Polluted truth

Rhiannon Mercer

Dark and Dreary. Rhiannon Mercer’s paintings deal with the bleaker side of our surroundings.

Dark and Dreary. Rhiannon Mercer’s paintings deal with the bleaker side of our surroundings.

Photo By David Robert

Mountains. Trees. Telephone poles. Which of these doesn’t belong?

So much artwork depicts picturesque, undisturbed landscapes. We see no telephone poles, aluminum cans, storage sheds or radio towers. But denying them is to deny our responsibility in putting them there. For artist and environmentalist Rhiannon Mercer, this is a difficult concept. Using what she calls “dark insidiousness,” Mercer portrays the natural world as she sees it in Out Sightseeing, currently on display at Sierra Arts Gallery.

Mercer, 26, says her ideas come while hiking or backpacking.

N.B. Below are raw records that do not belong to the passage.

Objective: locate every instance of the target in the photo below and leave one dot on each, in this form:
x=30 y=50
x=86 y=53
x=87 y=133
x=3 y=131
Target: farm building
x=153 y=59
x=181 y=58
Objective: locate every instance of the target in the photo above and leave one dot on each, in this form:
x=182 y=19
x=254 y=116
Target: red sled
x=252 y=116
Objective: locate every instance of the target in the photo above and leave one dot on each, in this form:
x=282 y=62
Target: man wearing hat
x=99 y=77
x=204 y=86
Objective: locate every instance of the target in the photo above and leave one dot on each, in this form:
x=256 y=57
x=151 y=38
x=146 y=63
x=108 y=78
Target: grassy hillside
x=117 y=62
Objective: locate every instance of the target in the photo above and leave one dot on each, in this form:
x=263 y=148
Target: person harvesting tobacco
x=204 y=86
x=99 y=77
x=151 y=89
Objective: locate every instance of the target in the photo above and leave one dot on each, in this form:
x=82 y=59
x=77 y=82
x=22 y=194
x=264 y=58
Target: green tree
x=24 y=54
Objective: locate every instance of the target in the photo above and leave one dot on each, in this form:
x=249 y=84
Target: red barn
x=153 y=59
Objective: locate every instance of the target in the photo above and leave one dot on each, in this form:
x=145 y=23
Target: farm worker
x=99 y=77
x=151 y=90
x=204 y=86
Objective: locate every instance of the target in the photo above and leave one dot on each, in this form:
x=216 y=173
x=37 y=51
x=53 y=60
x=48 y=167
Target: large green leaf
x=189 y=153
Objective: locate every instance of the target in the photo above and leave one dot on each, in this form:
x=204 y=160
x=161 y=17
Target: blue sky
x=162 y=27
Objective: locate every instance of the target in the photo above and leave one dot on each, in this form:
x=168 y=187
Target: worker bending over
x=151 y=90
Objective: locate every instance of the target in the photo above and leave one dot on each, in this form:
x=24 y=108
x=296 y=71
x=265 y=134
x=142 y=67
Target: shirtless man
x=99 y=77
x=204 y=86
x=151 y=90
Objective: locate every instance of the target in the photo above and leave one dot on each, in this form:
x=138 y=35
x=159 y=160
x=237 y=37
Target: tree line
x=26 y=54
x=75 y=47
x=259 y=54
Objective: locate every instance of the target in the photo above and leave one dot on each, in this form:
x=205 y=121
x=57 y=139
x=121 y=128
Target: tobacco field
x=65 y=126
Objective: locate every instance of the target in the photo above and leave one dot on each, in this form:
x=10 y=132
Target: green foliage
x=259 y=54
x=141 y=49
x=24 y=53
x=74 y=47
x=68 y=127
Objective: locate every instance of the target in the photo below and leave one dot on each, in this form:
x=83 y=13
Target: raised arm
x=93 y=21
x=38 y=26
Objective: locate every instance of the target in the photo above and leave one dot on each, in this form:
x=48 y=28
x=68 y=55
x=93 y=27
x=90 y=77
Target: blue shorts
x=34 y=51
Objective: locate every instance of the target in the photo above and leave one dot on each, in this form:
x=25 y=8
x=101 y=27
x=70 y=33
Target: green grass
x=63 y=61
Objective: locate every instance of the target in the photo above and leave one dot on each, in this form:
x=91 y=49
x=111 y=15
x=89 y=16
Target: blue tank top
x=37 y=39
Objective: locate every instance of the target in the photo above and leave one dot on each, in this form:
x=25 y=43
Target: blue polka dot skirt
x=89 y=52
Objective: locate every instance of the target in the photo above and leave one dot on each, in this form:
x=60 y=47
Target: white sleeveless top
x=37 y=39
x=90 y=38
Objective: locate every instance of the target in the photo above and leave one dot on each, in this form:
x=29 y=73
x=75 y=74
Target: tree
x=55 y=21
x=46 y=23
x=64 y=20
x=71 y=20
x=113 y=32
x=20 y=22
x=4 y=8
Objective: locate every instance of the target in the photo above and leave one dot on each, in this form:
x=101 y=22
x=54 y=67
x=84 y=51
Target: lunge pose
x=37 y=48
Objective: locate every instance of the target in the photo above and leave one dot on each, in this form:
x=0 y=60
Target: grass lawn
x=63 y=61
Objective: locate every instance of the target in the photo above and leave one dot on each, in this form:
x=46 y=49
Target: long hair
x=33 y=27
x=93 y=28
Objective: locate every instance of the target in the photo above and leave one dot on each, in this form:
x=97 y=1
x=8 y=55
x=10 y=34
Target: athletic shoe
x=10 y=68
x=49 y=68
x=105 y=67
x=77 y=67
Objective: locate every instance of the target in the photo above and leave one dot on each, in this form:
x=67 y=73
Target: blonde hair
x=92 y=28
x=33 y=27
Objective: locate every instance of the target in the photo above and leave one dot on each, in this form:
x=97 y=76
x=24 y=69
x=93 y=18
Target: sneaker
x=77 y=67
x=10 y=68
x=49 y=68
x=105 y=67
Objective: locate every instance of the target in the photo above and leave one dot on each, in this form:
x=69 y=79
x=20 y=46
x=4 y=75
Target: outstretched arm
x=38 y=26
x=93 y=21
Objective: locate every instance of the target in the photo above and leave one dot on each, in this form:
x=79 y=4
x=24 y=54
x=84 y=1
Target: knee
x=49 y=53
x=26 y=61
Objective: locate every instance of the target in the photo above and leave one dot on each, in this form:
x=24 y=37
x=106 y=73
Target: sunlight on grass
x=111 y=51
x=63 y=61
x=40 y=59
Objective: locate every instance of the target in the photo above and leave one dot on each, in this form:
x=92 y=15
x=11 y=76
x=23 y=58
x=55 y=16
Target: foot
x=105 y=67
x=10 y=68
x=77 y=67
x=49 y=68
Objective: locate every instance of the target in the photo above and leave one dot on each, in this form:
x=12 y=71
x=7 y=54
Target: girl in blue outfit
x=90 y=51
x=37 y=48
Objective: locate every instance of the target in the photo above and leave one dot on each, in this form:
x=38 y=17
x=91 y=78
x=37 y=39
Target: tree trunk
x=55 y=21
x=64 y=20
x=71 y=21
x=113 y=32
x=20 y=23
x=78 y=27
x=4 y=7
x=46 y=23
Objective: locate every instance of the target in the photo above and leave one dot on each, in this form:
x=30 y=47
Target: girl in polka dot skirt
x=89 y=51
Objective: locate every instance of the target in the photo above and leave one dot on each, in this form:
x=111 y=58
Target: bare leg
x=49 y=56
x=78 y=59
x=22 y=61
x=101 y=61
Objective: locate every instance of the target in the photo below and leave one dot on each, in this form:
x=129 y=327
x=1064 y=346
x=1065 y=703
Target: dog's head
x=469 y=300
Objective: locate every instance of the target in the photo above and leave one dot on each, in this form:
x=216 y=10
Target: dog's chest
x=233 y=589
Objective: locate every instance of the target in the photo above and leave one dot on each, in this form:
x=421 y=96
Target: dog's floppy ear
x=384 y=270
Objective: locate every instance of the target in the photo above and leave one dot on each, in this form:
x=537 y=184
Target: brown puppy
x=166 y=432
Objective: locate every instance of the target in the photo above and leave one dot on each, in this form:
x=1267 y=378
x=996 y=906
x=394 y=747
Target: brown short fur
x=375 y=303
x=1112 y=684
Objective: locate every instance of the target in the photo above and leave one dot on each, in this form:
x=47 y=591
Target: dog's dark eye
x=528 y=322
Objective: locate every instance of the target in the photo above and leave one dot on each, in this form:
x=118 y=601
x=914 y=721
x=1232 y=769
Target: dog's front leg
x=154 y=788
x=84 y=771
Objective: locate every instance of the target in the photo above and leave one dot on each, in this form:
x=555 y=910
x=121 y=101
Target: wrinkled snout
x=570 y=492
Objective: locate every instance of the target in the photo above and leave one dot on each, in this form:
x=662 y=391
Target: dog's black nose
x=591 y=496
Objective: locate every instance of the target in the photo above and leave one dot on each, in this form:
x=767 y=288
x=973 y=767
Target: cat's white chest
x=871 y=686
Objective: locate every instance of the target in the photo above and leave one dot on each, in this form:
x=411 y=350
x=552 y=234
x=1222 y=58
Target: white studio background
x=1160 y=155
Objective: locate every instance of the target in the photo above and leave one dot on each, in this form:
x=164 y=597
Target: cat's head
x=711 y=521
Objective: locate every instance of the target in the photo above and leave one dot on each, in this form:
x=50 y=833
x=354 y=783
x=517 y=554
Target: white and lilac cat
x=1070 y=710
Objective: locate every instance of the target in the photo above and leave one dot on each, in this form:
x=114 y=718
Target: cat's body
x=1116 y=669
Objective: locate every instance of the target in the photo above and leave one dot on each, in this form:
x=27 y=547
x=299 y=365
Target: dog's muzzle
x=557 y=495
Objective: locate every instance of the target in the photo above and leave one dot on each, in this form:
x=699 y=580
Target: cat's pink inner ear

“In the artwork we studied in school, there was this conscientious effort to pretend that ugly stuff isn’t out there. But there’s not much that’s pristine anymore.”

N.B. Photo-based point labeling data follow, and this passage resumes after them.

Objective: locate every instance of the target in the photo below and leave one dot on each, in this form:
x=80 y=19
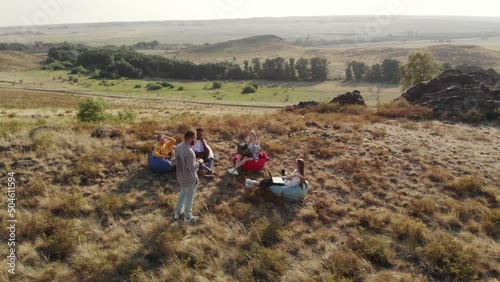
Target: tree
x=446 y=66
x=92 y=110
x=358 y=69
x=257 y=67
x=348 y=73
x=374 y=74
x=421 y=67
x=390 y=71
x=319 y=69
x=291 y=69
x=302 y=67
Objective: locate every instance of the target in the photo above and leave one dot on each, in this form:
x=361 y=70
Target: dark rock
x=106 y=133
x=302 y=105
x=453 y=94
x=312 y=124
x=40 y=129
x=26 y=163
x=349 y=98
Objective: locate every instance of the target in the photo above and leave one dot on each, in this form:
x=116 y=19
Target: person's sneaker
x=191 y=219
x=211 y=174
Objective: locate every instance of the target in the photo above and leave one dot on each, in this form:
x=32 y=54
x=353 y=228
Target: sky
x=42 y=12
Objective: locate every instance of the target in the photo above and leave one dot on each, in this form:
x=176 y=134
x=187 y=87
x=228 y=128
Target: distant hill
x=16 y=61
x=259 y=43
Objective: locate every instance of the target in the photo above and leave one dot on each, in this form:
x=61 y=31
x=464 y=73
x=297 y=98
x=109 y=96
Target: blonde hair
x=301 y=164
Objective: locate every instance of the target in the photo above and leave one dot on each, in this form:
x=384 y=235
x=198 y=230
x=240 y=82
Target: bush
x=154 y=87
x=79 y=70
x=248 y=90
x=374 y=248
x=446 y=258
x=344 y=263
x=468 y=184
x=126 y=115
x=473 y=116
x=403 y=109
x=56 y=66
x=166 y=84
x=92 y=110
x=406 y=228
x=491 y=223
x=216 y=85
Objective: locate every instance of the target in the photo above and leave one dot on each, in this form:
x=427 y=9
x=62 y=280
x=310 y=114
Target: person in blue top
x=254 y=146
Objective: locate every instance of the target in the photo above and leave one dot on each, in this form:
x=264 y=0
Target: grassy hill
x=390 y=199
x=17 y=61
x=269 y=46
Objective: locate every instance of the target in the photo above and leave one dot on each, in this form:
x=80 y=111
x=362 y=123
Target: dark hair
x=301 y=172
x=189 y=134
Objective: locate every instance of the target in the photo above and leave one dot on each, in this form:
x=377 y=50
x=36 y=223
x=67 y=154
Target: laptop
x=278 y=180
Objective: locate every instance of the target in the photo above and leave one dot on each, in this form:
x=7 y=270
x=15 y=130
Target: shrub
x=474 y=115
x=374 y=248
x=154 y=87
x=406 y=228
x=248 y=90
x=56 y=66
x=79 y=70
x=59 y=238
x=468 y=184
x=126 y=115
x=166 y=84
x=92 y=110
x=344 y=263
x=403 y=109
x=491 y=223
x=446 y=258
x=266 y=264
x=216 y=85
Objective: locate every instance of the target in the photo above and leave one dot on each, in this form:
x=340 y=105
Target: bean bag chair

All the work in Out Sightseeing is melancholy and hopeless yet, ironically, beautiful and interesting. The browns, grays and rusts of the west pervade the work yet are mixed with the generally more unnatural reds, yellows, oranges and oxidized turquoise colors often found in our area as a result of mining. Black lies heavy upon the scene, as if soot has settled there. It feels smeared and dirty, like a heavy rain after a fire.

“I don’t want to hit people over the head with sadness, but that’s how it is. It is sad,” says Mercer. The exhibit’s title is laden with sarcasm. “I go out sightseeing, and this is what I see.”

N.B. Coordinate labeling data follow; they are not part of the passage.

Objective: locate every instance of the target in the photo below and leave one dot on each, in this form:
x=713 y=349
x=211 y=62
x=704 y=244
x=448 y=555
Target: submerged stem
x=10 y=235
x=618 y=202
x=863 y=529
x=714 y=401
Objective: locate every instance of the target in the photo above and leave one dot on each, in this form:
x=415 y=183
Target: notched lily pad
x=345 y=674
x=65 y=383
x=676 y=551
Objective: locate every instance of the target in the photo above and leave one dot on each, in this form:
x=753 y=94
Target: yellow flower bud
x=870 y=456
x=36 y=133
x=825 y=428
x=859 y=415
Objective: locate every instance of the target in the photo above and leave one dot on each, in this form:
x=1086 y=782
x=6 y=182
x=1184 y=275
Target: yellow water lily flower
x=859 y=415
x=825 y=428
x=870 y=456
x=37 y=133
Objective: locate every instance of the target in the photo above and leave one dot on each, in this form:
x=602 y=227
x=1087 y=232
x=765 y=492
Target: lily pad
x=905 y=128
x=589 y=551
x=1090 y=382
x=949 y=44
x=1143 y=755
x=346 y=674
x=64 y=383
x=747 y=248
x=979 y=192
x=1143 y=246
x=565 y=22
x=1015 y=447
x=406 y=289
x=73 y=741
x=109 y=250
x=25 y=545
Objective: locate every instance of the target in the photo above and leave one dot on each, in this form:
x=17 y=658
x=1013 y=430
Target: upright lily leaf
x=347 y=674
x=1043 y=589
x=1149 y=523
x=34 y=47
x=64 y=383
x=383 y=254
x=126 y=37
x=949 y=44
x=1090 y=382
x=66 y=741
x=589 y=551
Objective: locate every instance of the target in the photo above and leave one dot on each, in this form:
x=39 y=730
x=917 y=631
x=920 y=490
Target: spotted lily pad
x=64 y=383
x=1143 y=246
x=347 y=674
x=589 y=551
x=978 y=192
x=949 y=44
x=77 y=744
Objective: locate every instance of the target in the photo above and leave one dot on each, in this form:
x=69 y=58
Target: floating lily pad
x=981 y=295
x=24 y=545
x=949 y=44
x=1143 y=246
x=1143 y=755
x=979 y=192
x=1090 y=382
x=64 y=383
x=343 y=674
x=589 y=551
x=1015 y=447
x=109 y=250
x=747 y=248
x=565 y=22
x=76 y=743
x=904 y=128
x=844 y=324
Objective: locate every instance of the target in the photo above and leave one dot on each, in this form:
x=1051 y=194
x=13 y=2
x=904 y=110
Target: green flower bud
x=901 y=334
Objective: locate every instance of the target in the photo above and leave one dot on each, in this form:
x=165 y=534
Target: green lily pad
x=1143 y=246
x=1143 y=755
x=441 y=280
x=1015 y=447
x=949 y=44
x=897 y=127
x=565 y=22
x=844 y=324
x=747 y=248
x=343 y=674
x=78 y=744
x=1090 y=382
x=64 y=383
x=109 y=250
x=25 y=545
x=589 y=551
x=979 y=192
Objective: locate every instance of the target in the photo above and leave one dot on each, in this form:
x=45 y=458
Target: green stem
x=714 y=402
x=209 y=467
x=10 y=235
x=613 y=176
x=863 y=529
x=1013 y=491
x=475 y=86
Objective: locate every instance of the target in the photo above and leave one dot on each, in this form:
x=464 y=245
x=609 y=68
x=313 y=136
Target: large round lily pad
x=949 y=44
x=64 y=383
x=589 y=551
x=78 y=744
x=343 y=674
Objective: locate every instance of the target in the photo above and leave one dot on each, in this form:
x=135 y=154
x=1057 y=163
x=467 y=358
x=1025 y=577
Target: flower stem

Using a mixture of paint with charcoal, wood paste, wood glue and sawdust on paper, the process becomes the product. In “Untitled” and “Highway Scene,” mountain backdrops are littered with metal storage sheds. An overturned garbage can and telephone poles stand unabashedly in the foreground. Angry, vigorous paint strokes kick up dust. In “Highway Scene” especially, the tumultuous gray sky appears to drip and ooze.

Mercer’s symbolic style, she explains, is “primarily about making marks upon a surface, much like the marks left by our modern culture that are similarly discernable upon the land, whether as remnants of the past, operations of the present or plottings of the future … Gouging, scratching, scraping and abrasing surface layers of paint and mixed media are used in my attempts to capture a sense of the underlying melancholy, unease and surface-textural abuse I see in (and individually contribute to) the landscape.”

This is apparent in “Public Domain,” which is an impossibly confused mess of paint that juxtaposes nature and pollution. Telephone poles on a hill are the only discernible objects.

“Long Road” and “Afternoon in Isolation” share a common theme. The road to hell is literally paved with good intentions. Lonely, lazy highways headed to unknown destinations can never go far enough to shed their telephone poles and wires.

Mercer, a graduate of the University of Nevada, Reno’s art program is pursuing her Master of Fine Arts at the University of New Mexico, Albuquerque. Upon graduation, she will pursue a career that merges art with environmental protection. Mercer’s life in, and love for, the American West is obvious, although the region is not portrayed as idyllic, but with confusion, depression and ultimately, a sense of accountability.

“Images of the unhealthy, barren, burnt and broken landscapes call on my personal struggle to come to terms with my own complicity in the destruction of something I am also determined to preserve."